Не каждый мог похвастаться таким прошлым, как у Лаврового Листа. Были времена, когда из него сплетали венки и венчали ими победителей. Победители въезжали в Древний Рим на слонах и тут же подставляли головы народу, который обожал возлагать на эти головы лавровые венки, что означало славу. А до славы победители были просто сами не свои. И понятно, что ни одна победа в древности не обходилась без Лаврового Листа.
А вот уж как оно случилось, что с голов победителей Лавровый Лист угодил прямо в суп, — до сих пор остаётся загадкой. Это как если бы вдруг горностаевыми мантиями, которые так любили носить короли, вдруг начали полы мыть… Но что случилось, то случилось — ив настоящее время Лавровый Лист был полностью разочарован в жизни.
— Ах, я полностью разочарован в жизни! — то и дело доносились его вздохи из кастрюли с супом. — Жизнь теперь лишена для меня всякой прелести.
— А какая же такая прелесть была в Вашей жизни раньше? — с любопытством спросила его Поварёшка, зависшая над кастрюлей.
— Вас, скажите‑ка Вы мне, как зовут? — поинтересовался Лавровый Лист, присматриваясь к ней.
— Поварёшка, — не задумываясь, ответила Поварёшка.
— По‑ва‑рёш‑ка? — ужаснулся Лавровый Лист. — А полное имя… простите?
— Это какое Вы имеете в виду? — начала задумываться Поварёшка.
— Полное! — строго повторил Лавровый Лист. — Например, у Книжки полное имя Книга, у Ножки — Нога, у Кочерёжки — Кочерга, а у Вас?
— Наверное, Поварёга… — совсем уже задумалась Поварёшка. — Или Поварга. Или… Нет, Вы знаете, мне кажется, что Поварёшка — это и есть мое полное имя!
— По‑ва‑рёш‑ка… — ещё раз повторил Лавровый Лист и содрогнулся. — Боюсь, что с таким именем, как у Вас, не следует интересоваться моим прошлым… Я, видите ли, благороден. Благороден и вечнозелен.
Поварёшка перестала задумываться и, в упор глядя на Лавровый Лист, бестактно заметила:
— Что‑то в данный момент Вы не вечнозелены. Вы, скорее, болотны. И скрючены. Но, может быть, данный момент не относится к Вечности!
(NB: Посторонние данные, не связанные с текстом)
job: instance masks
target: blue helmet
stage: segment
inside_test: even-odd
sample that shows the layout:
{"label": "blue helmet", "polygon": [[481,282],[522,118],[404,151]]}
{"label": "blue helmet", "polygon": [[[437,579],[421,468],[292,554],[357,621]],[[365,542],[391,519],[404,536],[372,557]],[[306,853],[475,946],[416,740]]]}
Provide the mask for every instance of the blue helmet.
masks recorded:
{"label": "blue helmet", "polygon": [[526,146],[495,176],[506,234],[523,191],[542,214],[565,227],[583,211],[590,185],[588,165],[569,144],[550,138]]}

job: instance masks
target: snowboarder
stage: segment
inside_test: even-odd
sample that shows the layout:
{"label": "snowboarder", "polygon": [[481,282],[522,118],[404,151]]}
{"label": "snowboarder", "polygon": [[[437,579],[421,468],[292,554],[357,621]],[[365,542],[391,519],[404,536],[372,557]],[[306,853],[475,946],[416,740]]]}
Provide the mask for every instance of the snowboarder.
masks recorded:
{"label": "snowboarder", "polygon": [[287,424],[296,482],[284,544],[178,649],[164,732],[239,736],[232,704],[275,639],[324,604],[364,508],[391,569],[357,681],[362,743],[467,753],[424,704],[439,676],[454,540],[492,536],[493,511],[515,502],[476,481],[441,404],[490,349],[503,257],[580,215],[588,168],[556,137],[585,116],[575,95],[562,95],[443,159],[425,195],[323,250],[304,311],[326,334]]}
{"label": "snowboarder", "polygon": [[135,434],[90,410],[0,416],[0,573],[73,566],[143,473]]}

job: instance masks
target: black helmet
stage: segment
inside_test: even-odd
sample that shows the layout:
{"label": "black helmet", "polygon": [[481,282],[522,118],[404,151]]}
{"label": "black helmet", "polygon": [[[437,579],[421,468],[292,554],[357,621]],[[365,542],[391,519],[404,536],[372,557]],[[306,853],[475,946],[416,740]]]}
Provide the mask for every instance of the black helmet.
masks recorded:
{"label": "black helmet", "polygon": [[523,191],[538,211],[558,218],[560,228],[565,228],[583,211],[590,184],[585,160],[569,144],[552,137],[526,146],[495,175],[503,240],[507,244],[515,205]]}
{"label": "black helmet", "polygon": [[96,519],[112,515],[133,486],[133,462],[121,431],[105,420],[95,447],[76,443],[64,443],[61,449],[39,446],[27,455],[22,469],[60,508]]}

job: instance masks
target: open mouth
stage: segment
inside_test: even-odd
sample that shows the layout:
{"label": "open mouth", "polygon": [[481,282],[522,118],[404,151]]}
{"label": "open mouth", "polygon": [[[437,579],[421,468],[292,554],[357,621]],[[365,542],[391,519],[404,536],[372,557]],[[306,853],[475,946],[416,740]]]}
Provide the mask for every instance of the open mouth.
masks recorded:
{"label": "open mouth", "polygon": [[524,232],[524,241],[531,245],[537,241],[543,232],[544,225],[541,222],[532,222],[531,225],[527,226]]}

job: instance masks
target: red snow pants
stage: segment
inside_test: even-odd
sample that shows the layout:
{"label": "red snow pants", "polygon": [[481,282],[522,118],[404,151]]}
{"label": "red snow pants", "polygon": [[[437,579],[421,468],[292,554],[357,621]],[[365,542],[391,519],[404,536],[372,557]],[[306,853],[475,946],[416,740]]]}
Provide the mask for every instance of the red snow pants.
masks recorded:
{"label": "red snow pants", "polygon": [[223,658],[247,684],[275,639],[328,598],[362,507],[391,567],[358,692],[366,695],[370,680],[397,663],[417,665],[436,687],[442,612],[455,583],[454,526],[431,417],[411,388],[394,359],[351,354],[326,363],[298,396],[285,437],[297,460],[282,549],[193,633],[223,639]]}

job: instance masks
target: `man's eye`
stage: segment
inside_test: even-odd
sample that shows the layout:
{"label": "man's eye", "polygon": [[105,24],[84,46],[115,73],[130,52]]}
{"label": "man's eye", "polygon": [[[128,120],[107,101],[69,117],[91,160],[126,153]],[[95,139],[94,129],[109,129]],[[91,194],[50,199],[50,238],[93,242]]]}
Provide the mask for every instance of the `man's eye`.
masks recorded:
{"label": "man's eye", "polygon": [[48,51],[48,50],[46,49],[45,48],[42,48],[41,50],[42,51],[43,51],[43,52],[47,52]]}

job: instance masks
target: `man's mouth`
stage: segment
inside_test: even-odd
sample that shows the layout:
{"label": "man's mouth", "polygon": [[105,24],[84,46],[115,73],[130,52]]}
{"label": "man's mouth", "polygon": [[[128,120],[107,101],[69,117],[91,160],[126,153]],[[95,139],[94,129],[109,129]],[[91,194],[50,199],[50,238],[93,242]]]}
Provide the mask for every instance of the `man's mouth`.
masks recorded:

— К Вечности относятся все моменты, в том числе и данный, — наставительно произнёс Лавровый Лист и добавил: — К сожалению… Ибо как раз в данный момент жизнь и лишена для меня всякой прелести.
— Ну, давайте уже наконец про прелесть, — устало взмолилась Поварёшка, всё ещё вися над кастрюлей и не решаясь зачерпнуть супа.
— Да Вам бесполезно рассказывать! — вздохнул Лавровый Лист. — Вы никогда не поймёте, как это больно — упасть с головы героя в кастрюлю с супом…
— Конечно, не пойму! — согласилась Поварёшка. — Я часто падаю в кастрюлю с супом — это совсем не больно.
— Но Вы же не с головы героя падаете в кастрюлю с супом!
Тут Поварёшка опять ненадолго задумалась и призналась:
— Нет, не с головы… А Вы зачем росли на голове героя?
— О‑о… — застонал Лавровый Лист. — Я, конечно же, не рос на ней, глупая Вы Поварёшка! Я её, простите, венчал!
— Вы её, простите, — что?
— Венчал! То есть был возложен на неё, украшал её собою — понимаете?
— Не понимаю… — честно сказала Поварёшка. — Я не понимаю, как Вами, таким… таким малосимпатичным, вообще можно кого‑либо украсить! А уж на голову Вас положить… — это, я извиняюсь, полный идиотизм!
— Идиотизм? — взревел Лавровый Лист из кастрюли. — Да за одно моё прикосновение ко лбу люди каких‑нибудь две тысячи лет назад готовы были всё отдать!
— Две тысячи лет назад? — опешила Поварёшка. — Значит, Вы такой несвежий?
Лавровый Лист выдержал долгую паузу и, даже не взглянув на собеседницу, сказал:
— Вы дура, Поварёшка!
— Ах, дура? — возмутилась та и, подцепив Лавровый Лист, вылилась в первую же подставленную ей тарелку.
После того как Поварёшка кончила своё дело, её погрузили в кастрюлю, и она не могла больше следить за обедом. А когда её вынули из кастрюли и понесли мыть, она на всякий случай обвела глазами стол и увидела на одной из тарелок прилипший к краешку Лавровый Лист.
— Там ему и место! — удовлетворённо сказала сама себе Поварёшка, которая всё‑таки в душе побаивалась: а не окажется ли вдруг этот малосимпатичный Лавровый Лист на голове одного из гостей после обеда!